This study was inspired by video forgery detection techniques. If the topic space at a certain time is considered as a frame image, the consecutive frame images over time could be viewed as a video. Then the rumor topic detection problem is transformed into a topic video forgery detection problem. Thus, a novel rumor detection method was proposed. First, a Topic2RGB algorithm was proposed to convert comment users into pixel points. The algorithm views commenting users as pixel points while using game theory to mine user pro-opposition emotions as RGB information. Secondly, a Topic2Video algorithm was proposed to convert the topic space into video. The algorithm converts the topic space into frame images. Meanwhile, the topic space is time-sliced, then the topic space is transformed into a video. Finally, the volatility of user emotional confrontation during a long time in the topic space is like the change of characteristics of frame images in forgeries videos. Then, a topic video rumor detection method (TVRD) was proposed. The experiments indicate that the method successfully verifies the viability of the topic videolization for rumor detection. Additionally, the method also demonstrates the effectiveness of user emotion confrontation of topic space on detection performance.
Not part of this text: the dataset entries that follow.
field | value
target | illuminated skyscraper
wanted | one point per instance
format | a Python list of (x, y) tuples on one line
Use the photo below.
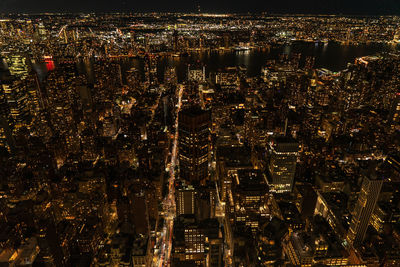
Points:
[(394, 116), (282, 163), (185, 200), (15, 93), (194, 133), (364, 207)]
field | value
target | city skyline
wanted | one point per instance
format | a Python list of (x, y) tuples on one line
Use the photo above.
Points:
[(199, 140), (353, 7)]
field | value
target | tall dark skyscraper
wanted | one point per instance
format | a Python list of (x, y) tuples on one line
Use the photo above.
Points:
[(394, 116), (282, 163), (364, 207), (194, 133)]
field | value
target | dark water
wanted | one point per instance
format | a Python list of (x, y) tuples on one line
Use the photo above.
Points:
[(332, 56)]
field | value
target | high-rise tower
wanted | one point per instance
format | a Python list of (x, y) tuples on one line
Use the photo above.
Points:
[(364, 207), (282, 163), (194, 134)]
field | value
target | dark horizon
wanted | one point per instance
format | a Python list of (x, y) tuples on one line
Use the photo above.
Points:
[(310, 7)]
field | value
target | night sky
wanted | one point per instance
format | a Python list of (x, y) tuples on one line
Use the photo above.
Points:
[(361, 7)]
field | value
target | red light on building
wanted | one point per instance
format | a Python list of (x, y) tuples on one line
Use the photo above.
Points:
[(50, 66)]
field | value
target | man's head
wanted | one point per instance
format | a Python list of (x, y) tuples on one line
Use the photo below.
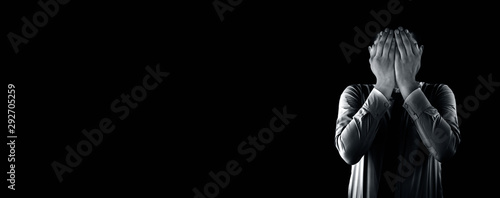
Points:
[(395, 59)]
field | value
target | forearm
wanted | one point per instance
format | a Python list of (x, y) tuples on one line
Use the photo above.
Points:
[(355, 133), (439, 133)]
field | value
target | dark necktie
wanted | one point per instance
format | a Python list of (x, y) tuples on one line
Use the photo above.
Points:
[(391, 146)]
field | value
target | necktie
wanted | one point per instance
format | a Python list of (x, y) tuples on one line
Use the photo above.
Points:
[(391, 145)]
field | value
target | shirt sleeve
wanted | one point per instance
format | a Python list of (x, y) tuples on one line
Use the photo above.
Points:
[(358, 123), (437, 125)]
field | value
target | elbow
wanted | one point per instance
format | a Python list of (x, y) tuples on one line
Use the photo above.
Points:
[(349, 156), (351, 160)]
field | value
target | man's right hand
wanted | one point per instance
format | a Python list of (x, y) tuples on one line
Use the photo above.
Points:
[(382, 55)]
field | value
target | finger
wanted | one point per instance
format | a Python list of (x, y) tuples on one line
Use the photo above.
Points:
[(370, 50), (388, 43), (381, 42), (392, 50), (414, 44), (399, 42), (406, 42)]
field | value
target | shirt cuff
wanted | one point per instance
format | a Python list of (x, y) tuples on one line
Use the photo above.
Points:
[(416, 103), (376, 103)]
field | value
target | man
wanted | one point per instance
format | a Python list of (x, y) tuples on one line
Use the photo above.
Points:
[(396, 133)]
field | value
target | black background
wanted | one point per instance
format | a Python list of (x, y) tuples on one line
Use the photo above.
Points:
[(225, 79)]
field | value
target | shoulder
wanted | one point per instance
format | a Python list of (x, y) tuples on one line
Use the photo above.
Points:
[(359, 88)]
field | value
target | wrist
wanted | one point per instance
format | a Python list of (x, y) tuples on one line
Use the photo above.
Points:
[(408, 87), (385, 88)]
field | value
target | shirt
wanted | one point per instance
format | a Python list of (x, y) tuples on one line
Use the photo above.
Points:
[(413, 143)]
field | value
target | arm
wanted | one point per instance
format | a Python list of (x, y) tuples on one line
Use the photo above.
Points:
[(436, 125), (358, 123)]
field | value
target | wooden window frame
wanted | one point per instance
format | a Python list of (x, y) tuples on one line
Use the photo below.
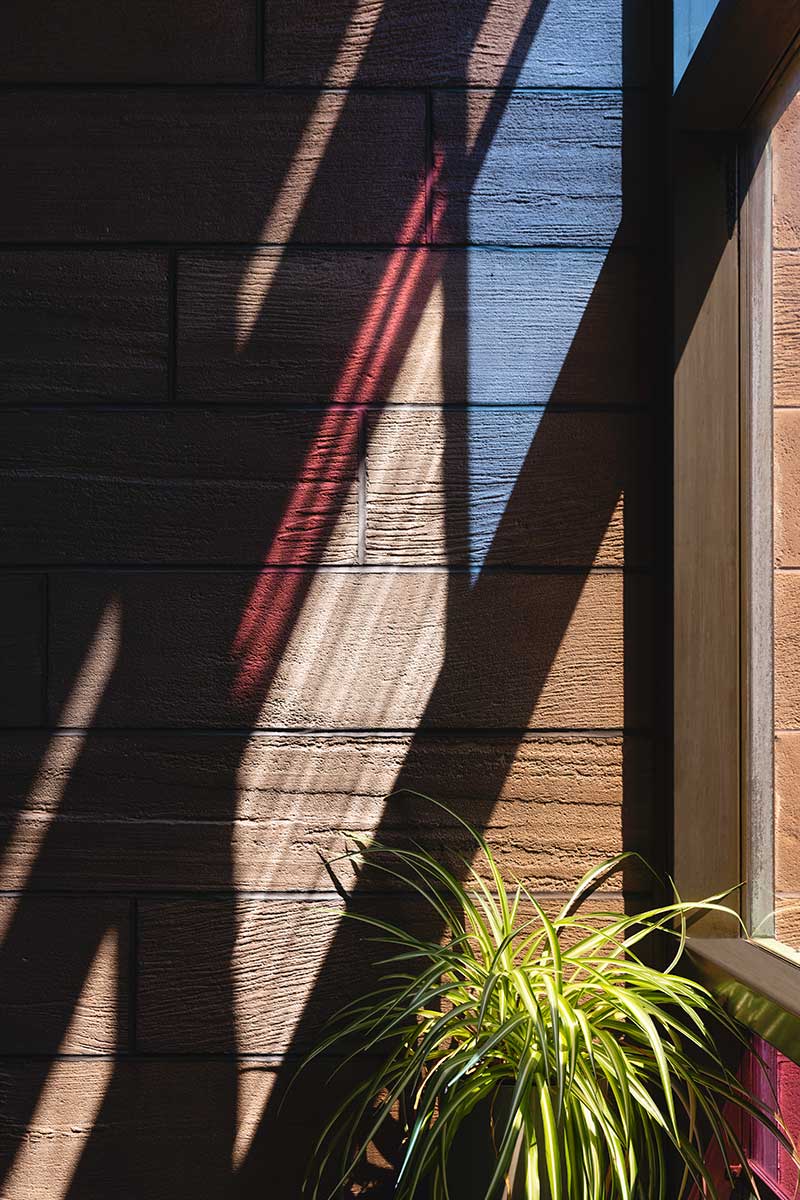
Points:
[(722, 507)]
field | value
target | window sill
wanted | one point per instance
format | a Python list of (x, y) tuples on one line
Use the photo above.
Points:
[(756, 985)]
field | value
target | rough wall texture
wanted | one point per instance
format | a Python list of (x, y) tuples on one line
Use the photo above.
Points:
[(326, 467)]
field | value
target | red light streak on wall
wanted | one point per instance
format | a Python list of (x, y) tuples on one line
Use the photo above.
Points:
[(271, 607)]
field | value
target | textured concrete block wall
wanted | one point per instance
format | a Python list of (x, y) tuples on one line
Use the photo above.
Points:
[(328, 466)]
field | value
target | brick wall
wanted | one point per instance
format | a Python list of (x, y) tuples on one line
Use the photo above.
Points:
[(329, 467)]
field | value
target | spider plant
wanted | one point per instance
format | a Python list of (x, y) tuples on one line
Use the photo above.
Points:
[(609, 1066)]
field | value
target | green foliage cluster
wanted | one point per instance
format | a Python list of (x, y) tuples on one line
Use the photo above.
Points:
[(611, 1067)]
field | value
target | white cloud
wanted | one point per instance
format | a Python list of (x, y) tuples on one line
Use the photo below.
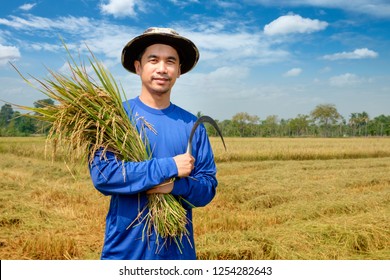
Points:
[(120, 8), (8, 53), (294, 72), (27, 7), (356, 54), (293, 24), (377, 8), (346, 79)]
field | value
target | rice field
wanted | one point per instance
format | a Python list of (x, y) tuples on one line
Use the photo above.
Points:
[(277, 199)]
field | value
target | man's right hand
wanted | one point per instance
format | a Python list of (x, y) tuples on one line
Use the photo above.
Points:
[(185, 164)]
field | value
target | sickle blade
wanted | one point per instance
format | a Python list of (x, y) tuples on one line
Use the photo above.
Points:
[(200, 120)]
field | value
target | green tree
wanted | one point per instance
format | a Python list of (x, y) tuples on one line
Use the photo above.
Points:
[(300, 125), (6, 114), (326, 115)]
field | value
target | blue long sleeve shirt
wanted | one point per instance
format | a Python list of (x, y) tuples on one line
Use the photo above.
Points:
[(167, 131)]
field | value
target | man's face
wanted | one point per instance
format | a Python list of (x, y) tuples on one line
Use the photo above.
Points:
[(159, 68)]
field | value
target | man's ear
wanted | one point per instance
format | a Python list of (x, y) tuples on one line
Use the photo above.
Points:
[(137, 66)]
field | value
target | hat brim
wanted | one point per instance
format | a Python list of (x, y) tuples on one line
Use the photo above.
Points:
[(187, 51)]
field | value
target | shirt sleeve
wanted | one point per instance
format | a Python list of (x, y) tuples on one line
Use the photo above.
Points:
[(113, 176), (200, 188)]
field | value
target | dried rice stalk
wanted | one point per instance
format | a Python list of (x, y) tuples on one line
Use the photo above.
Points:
[(89, 117)]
话题视频化:一种受视频伪造检测技术启发的谣言检测方法
这项研究的灵感来自于视频伪造检测技术。如果将某一时刻的主题空间视为一帧图像,则可以将连续一段时间的帧图像视为一段视频。然后将谣言主题检测问题转化为主题视频伪造检测问题。为此,提出了一种新的谣言检测方法。首先,提出了Topic2RGB算法,将评论用户转换为像素点;该算法将评论用户视为像素点,利用博弈论挖掘用户的亲反对情绪作为RGB信息。其次,提出了一种Topic2Video算法,将主题空间转换为视频。该算法将主题空间转换为框架图像。同时,对主题空间进行时间切片,然后将主题空间转化为视频。最后,用户情感对抗在话题空间中长时间的波动,就像伪造视频中帧图像特征的变化。然后,提出了一种话题视频谣言检测方法(TVRD)。实验表明,该方法成功地验证了主题视频化用于谣言检测的可行性。此外,该方法还验证了主题空间的用户情感对抗对检测性能的有效性。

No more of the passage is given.